Philanthropy Community Mourns Passing of Former Cleveland Foundation CEO Steven A. Minter
The philanthropic community is mourning a beloved leader and celebrating the legacy of Cleveland Foundation CEO Steven A. Minter. Minter died September 19, 2019, at the age of 80.
Minter, who was the first African-American leader of a community foundation and the Cleveland Foundation’s eighth chief executive, led the foundation from 1984 to 2003, and added $1 billion to the foundation’s endowment.
Friends and colleagues describe Minter as a dedicated and passionate public servant and an inspiring leader who brought out the best in those around him.
“He was an inspired teacher, and most important, an incredible friend to whom we are deeply saddened to say goodbye,” said Cleveland Foundation President and chief executive Ronn Richard. “It is exceedingly difficult to lose this man, among the very best we’ll meet, but it is heartening to know that he now joins his beloved Dolly. I am certain his example will continue to lift the people and city he loved for decades to come.”

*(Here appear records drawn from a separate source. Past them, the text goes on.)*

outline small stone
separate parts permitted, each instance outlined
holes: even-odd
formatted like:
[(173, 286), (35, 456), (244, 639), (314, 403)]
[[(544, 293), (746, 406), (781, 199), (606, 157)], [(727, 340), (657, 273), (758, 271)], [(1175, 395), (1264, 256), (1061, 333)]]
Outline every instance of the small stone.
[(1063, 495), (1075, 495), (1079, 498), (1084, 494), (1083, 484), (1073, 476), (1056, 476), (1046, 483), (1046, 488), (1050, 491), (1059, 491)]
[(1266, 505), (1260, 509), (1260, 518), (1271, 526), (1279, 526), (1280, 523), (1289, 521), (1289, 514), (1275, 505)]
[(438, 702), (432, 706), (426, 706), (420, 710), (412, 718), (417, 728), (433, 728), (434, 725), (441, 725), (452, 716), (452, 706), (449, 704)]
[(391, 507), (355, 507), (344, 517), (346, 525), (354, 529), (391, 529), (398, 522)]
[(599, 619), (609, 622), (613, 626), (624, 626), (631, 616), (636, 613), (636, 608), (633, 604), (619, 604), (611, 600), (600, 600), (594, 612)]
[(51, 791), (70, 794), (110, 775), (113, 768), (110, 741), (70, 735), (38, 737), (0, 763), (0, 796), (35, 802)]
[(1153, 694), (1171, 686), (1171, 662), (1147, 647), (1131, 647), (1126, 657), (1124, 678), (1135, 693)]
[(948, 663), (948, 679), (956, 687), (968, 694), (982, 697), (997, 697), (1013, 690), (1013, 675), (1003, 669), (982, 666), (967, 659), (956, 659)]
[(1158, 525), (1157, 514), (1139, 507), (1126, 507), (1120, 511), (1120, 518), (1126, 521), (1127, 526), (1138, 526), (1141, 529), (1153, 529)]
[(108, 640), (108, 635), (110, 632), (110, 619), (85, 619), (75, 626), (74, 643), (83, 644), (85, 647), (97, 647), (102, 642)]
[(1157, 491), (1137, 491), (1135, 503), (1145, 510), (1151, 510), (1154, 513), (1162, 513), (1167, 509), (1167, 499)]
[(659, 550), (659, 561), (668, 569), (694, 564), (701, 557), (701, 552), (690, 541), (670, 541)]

Minter grew up in Akron, Ohio, and began his career as a social worker. He became chief executive of the Cleveland Foundation in 1984 at the age of 46, and remained committed to “what he came to call the enduring issues of public education, jobs, housing and health care -- the issues that define our work to this very day” throughout his entire career, including 30 years at the Cleveland Foundation, Richard says.
During his tenure, Minter grew endowment of the Cleveland Foundation -- the world’s first such foundation -- to more than $1 billion , while increasing its annual grant making by 450 percent.
When Minter retired in 2003, the Council on Foundations gave him the Distinguished Grantmaker Award for lifetime achievement in philanthropy.
U.S. congresswoman Marcia Fudge said Minter’s legacy will endure in the Cleveland area: “He worked tirelessly to empower the less fortunate and build a diverse, inclusive community, benefitting the residents of Greater Cleveland. For more than 60 years, Steve brought people together to work on important issues, from education and housing to civil rights and ending the cycle of poverty. His legacy will survive through the lives he touched, the people he inspired, and the community he helped shape through his lifetime of service. He will be greatly missed,” Fudge said.